Sunday, November 4, 2012

All Saints - November 4, 2012

  • Organ Prelude: “Jerusalem, My Happy Home” and “There Is a Happy Land” – George Shearing 
  • Opening Hymn 276 “For all the saints” 
  • Service Music: David Hurd 
  • Psalm 24: 1-6 (Tone VIII.1)
  • Anthem: O sing joyfully – Adrian Batten
    O sing joyfully unto God our strength; make a cheerful noise unto the God of Jacob. Take the song, bring hither the tabret, the merry harp with the lute. Blow up the trumpet in the new moon, even in the time appointed, and upon our solemn feast-day. For this was made a statute for Israel, and a law of the God of Jacob. (Psalm 81:1-4)
  • Offertory Hymn 275 “O what their joy and their glory must be” 
  • Communion Hymn 282 “Let saints on earth in concert sing” 
  • Final Hymn 278 “Jerusalem the golden” 
  • Organ Postlude: “Menuet Gothique” (from Suite Gothique) – Leon Boellman 
Music Notes:

In 1977 the American composer Dale Wood and jazz pianist George Shearing created a volume of organ settings of early American folk hymns entitled Sacred Sounds from George Shearing. Over a period of 11 weeks Shearing had recorded a series of improvisations at the piano. After the tapes were transcribed to paper, Shearing visited Dale in his studio. Dale spent hours at the organ making suggestions of registrations and textures, while Shearing with his critical ear listened for accuracy. This morning’s organ preludes are from this set of pieces.
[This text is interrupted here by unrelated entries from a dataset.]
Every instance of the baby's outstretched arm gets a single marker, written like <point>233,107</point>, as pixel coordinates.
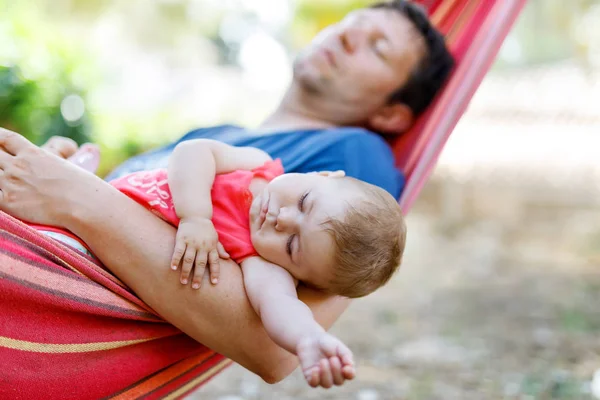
<point>290,323</point>
<point>191,173</point>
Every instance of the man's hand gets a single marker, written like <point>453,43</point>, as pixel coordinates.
<point>61,146</point>
<point>325,360</point>
<point>196,243</point>
<point>37,186</point>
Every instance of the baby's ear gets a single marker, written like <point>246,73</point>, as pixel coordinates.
<point>333,174</point>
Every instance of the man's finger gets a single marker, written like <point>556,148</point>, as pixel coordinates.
<point>213,259</point>
<point>12,142</point>
<point>5,159</point>
<point>222,252</point>
<point>63,147</point>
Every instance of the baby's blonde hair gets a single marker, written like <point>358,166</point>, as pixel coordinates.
<point>369,242</point>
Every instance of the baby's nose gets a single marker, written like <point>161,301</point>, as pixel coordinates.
<point>287,220</point>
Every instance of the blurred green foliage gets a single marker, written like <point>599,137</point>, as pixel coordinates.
<point>44,58</point>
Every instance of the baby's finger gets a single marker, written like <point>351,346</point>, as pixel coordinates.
<point>200,269</point>
<point>188,263</point>
<point>345,354</point>
<point>329,345</point>
<point>177,254</point>
<point>312,376</point>
<point>336,370</point>
<point>215,268</point>
<point>349,372</point>
<point>325,378</point>
<point>222,253</point>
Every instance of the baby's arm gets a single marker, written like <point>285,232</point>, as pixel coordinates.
<point>290,323</point>
<point>191,173</point>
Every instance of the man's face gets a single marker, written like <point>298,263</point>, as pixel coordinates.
<point>352,67</point>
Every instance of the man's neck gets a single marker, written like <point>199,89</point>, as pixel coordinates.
<point>293,115</point>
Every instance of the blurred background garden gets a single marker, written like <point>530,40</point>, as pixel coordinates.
<point>499,296</point>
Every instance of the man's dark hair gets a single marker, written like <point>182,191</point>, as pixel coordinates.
<point>434,68</point>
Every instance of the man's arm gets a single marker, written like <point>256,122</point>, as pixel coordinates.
<point>136,246</point>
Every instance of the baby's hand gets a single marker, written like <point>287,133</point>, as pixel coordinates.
<point>325,360</point>
<point>197,242</point>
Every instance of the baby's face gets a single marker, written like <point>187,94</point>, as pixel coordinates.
<point>286,224</point>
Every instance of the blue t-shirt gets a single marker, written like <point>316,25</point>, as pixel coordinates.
<point>362,154</point>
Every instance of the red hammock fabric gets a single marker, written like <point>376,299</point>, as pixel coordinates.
<point>475,30</point>
<point>71,330</point>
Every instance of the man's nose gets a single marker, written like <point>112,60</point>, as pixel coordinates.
<point>288,220</point>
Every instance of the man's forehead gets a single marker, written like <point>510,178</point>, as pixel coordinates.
<point>379,14</point>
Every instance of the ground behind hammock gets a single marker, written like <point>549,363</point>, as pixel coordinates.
<point>499,294</point>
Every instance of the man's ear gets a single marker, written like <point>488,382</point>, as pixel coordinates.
<point>392,119</point>
<point>332,174</point>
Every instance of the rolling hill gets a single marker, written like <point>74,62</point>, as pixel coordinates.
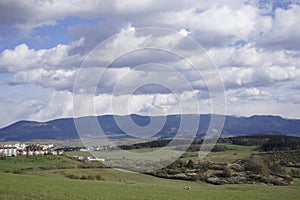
<point>61,129</point>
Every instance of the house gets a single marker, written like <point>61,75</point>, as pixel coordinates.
<point>95,159</point>
<point>8,150</point>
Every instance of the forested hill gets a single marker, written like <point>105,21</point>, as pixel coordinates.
<point>65,128</point>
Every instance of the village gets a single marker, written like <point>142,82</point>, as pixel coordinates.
<point>8,150</point>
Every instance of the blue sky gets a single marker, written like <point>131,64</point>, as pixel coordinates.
<point>254,44</point>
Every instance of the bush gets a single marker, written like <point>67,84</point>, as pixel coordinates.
<point>257,166</point>
<point>227,172</point>
<point>72,176</point>
<point>17,171</point>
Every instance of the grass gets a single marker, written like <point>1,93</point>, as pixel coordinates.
<point>36,162</point>
<point>137,186</point>
<point>233,153</point>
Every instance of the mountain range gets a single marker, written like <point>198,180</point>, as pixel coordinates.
<point>63,129</point>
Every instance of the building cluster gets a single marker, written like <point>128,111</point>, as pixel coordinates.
<point>28,150</point>
<point>105,147</point>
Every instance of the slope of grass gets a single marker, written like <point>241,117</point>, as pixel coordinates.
<point>29,186</point>
<point>35,162</point>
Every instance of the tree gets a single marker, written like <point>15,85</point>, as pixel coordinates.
<point>227,172</point>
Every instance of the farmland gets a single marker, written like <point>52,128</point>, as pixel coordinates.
<point>59,177</point>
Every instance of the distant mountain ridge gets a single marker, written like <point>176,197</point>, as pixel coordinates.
<point>62,129</point>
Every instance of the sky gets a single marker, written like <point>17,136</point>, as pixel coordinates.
<point>255,46</point>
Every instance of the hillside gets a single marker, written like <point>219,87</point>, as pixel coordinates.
<point>62,129</point>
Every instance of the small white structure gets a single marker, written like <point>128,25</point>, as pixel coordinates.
<point>8,150</point>
<point>95,159</point>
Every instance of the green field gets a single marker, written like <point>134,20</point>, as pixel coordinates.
<point>126,185</point>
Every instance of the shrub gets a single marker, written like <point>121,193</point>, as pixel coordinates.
<point>227,172</point>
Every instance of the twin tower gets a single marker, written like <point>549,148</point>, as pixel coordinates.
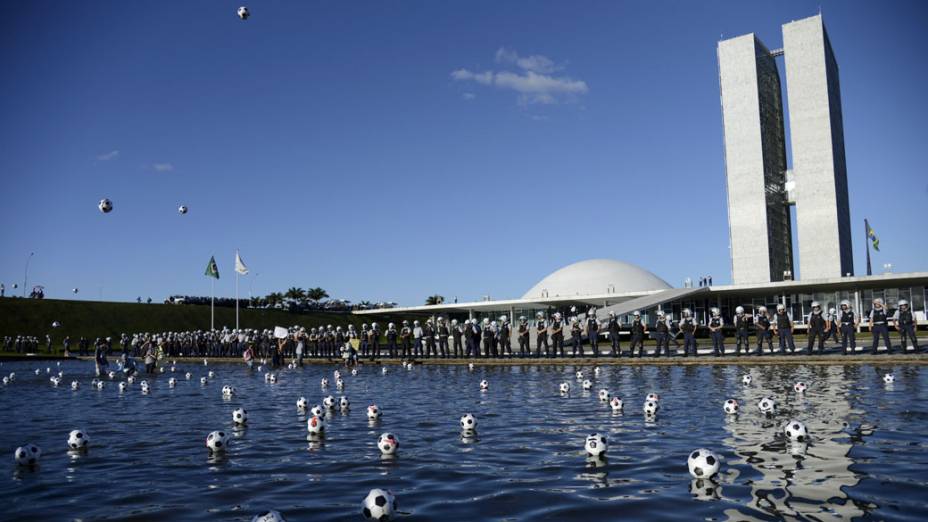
<point>760,186</point>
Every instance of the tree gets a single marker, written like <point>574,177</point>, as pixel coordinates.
<point>316,294</point>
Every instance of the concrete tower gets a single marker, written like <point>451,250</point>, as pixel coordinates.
<point>817,143</point>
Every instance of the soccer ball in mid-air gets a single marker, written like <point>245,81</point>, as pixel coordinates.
<point>27,455</point>
<point>703,463</point>
<point>217,441</point>
<point>77,440</point>
<point>379,505</point>
<point>596,445</point>
<point>388,443</point>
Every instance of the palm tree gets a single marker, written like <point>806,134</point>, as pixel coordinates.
<point>316,294</point>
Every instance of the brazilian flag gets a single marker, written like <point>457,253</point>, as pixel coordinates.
<point>212,270</point>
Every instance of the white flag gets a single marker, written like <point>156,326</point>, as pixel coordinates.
<point>239,265</point>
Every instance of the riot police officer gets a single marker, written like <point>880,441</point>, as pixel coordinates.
<point>523,337</point>
<point>639,330</point>
<point>592,331</point>
<point>849,322</point>
<point>741,331</point>
<point>783,327</point>
<point>662,333</point>
<point>905,324</point>
<point>878,326</point>
<point>817,326</point>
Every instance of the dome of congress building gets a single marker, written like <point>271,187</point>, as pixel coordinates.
<point>596,277</point>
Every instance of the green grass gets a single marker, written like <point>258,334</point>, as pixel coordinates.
<point>99,319</point>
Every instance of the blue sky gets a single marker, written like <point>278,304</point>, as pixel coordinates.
<point>357,146</point>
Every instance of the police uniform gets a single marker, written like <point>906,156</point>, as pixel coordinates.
<point>879,328</point>
<point>848,320</point>
<point>905,323</point>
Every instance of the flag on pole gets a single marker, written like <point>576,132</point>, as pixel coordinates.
<point>240,265</point>
<point>872,235</point>
<point>212,270</point>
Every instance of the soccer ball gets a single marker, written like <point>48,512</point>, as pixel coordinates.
<point>388,443</point>
<point>315,425</point>
<point>379,505</point>
<point>77,439</point>
<point>731,406</point>
<point>269,516</point>
<point>767,405</point>
<point>796,431</point>
<point>703,463</point>
<point>616,404</point>
<point>105,206</point>
<point>596,445</point>
<point>27,455</point>
<point>468,422</point>
<point>217,441</point>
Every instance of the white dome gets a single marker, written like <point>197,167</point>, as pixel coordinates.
<point>596,277</point>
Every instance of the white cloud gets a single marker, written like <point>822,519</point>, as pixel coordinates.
<point>534,83</point>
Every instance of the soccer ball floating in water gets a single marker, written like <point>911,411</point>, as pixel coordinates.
<point>388,443</point>
<point>703,463</point>
<point>596,445</point>
<point>796,431</point>
<point>217,441</point>
<point>27,455</point>
<point>731,406</point>
<point>379,505</point>
<point>78,440</point>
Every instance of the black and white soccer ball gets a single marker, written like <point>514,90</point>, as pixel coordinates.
<point>731,406</point>
<point>315,425</point>
<point>796,431</point>
<point>78,440</point>
<point>379,505</point>
<point>703,463</point>
<point>27,455</point>
<point>767,405</point>
<point>596,445</point>
<point>388,443</point>
<point>468,422</point>
<point>269,516</point>
<point>217,441</point>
Léon Boëllmann (1862-1897) moved in the best circles of the French musical world, and as a pleasing personality, he made friends of many artists and was able to give concerts both in Paris and the provinces. Boëllmann became known as "a dedicated [organ] teacher, trenchant critic, gifted composer and successful performer ... who coaxed pleasing sounds out of recalcitrant instruments". His best-known composition is Suite Gothique in four sections, of which the Menuet is the third. Boellman composed it in 1895, two years before his premature death at age 35.